Chapter 6: Local Interpretable Model-agnostic Explanations (LIME)

A common approach to interpret an ML model locally is implemented by LIME. The basic idea is to fit a surrogate model while focussing on data points near the observation of interest. The resulting model should be an inherently interpretable one.

§6.01: Introduction to Local Explanations

TO-DO

§6.02: Local Interpretable Model-agnostic Explanations (LIME)

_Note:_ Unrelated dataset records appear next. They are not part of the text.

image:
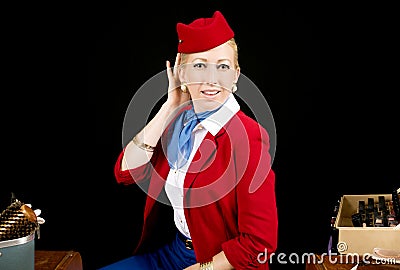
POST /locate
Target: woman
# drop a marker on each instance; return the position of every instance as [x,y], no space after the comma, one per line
[208,159]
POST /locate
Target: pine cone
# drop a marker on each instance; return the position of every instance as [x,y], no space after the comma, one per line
[16,221]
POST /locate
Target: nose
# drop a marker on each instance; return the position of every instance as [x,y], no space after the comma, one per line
[212,76]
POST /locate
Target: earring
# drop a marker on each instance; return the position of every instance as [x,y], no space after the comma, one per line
[234,88]
[184,88]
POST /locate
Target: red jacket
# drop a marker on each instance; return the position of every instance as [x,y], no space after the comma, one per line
[229,194]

LIME (Local Interpretable Model-Agnostic Explanations) is a popular technique for explaining the predictions of any black-box machine learning model. Its primary objective is to provide local, human-understandable explanations for individual predictions, regardless of the underlying model type or complexity. LIME is called “model-agnostic” because it treats the original model as a black box, requiring no access to its internal structure, parameters, or training process. This universality makes LIME applicable to any machine learning model, from simple linear regression to complex deep neural networks.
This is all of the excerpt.